Orientamenti per l'Educazione dei Giovani alla Fede

Gli Atti del CG23 contengono un materiale assai ricco che orienterà la nostra vita e attività apostolica. In essi è raccolta la documentazione ufficiale dei lavori capitolari, inclusi il documento sul tema dell’educazione dei giovani alla fede, le modifiche o aggiunte riguardanti le Costituzioni e i Regolamenti, alcune interpretazioni pratiche di testi della Regola, deliberazioni relative a Gruppi di Ispettorie, un orientamento operativo per la presenza in Africa, una breve cronistoria dell’evento capitolare e la «Lettera ai giovani» richiesta dall’Assemblea al Rettor Maggiore.

Il documento sull'educazione dei giovani alla fede si propone di guidare i giovani verso un cammino di crescita integrale che abbraccia l'identità personale, le relazioni con gli altri e l'ambiente, la fede e l'impegno comunitario, fino alla scoperta della propria vocazione.

L'Educazione Integrale del Giovane

La meta dell'educazione integrale intende sottolineare alcuni elementi che appaiono rilevanti per una crescita completa della persona. Questi includono l'acquisizione di una consapevolezza sempre più profonda dell'identità, intesa come centro unificante delle proprie esperienze di vita, l'instaurazione di relazioni mature nei confronti degli altri e dell'ambiente, e l'attuazione di scelte personali significative nel contesto sociale ed ecclesiale.

schema dell'educazione integrale con identità, relazioni, scelte

Approfondimento dell'Identità Personale

Con tale meta si intende porre in rilievo innanzi tutto l'urgenza che il giovane acquisisca una consapevolezza sempre più profonda della propria identità.
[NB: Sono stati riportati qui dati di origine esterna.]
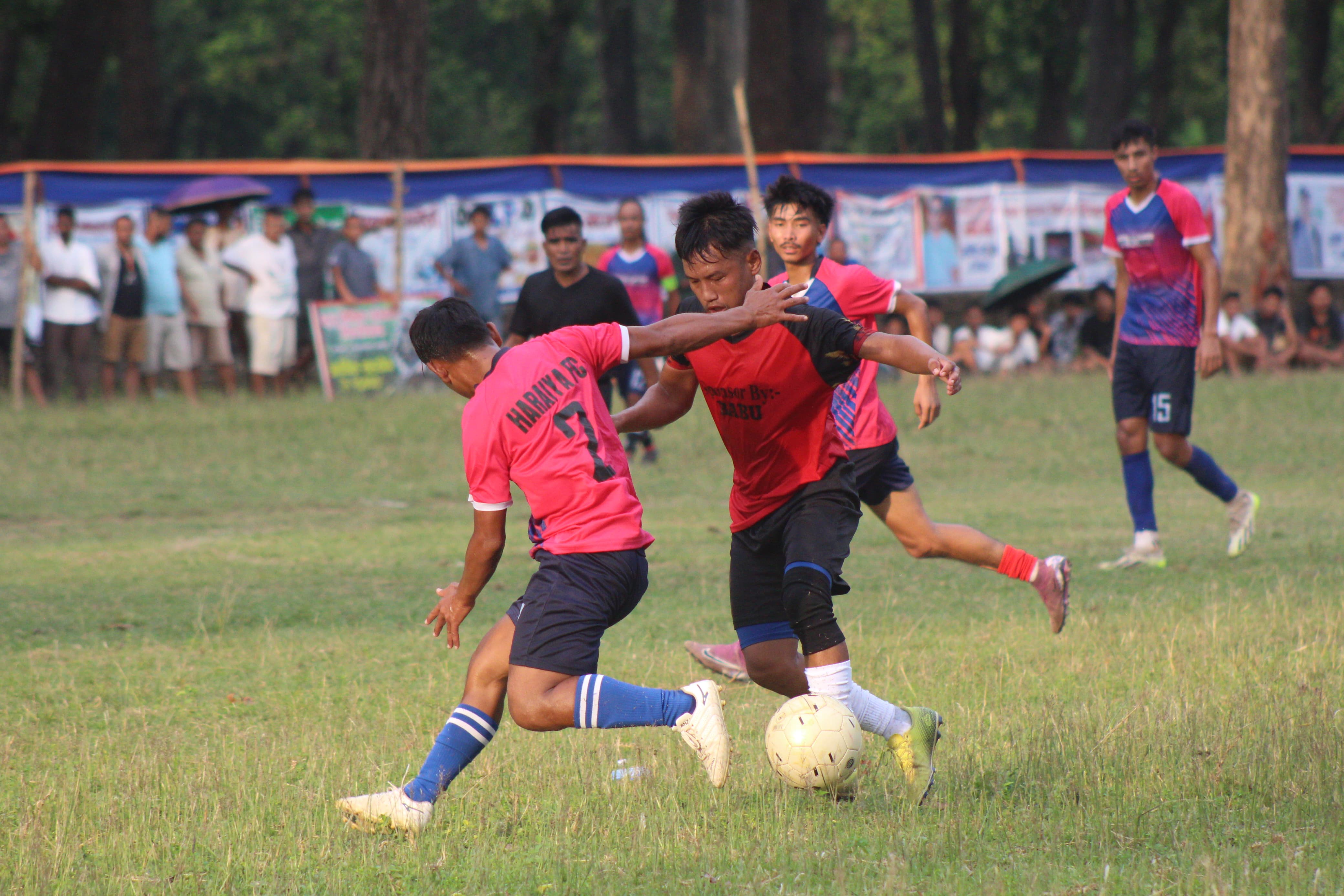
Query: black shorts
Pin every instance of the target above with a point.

Questo significa:

  • valutare criticamente soluzioni, messaggi ed esperienze;
  • ricercare le motivazioni e il senso del proprio agire e del proprio essere;
  • accettare con sano realismo la propria persona, valorizzandone i doni e accogliendone i limiti;
  • organizzare in unità le esperienze in base a conoscenze, valori e ideali ispirati al Vangelo.

Questo percorso conduce dalla presa di coscienza al sentirsi responsabile di sé, degli altri e dell'ambiente. L'assunzione della propria identità, divenuta più chiara e definita, porta inoltre il giovane ad avvertire la necessità di dare ragione e rispondere con adeguatezza delle proprie azioni. Egli si fa carico delle esigenze degli altri e sa assumere i rischi di un cammino verso il futuro.

Instaurare Relazioni Mature

In secondo luogo, il giovane ricerca un dialogo continuo con gli altri e con l'ambiente. Questo avviene:

  • nell'accogliere gli altri come si presentano;
  • nell'accettare modi di pensare e di agire diversi;
  • nella disponibilità al confronto, manifestando i propri convincimenti;
  • nella volontà di superare barriere e pregiudizi;
  • nel desiderio sincero di collaborazione e solidarietà.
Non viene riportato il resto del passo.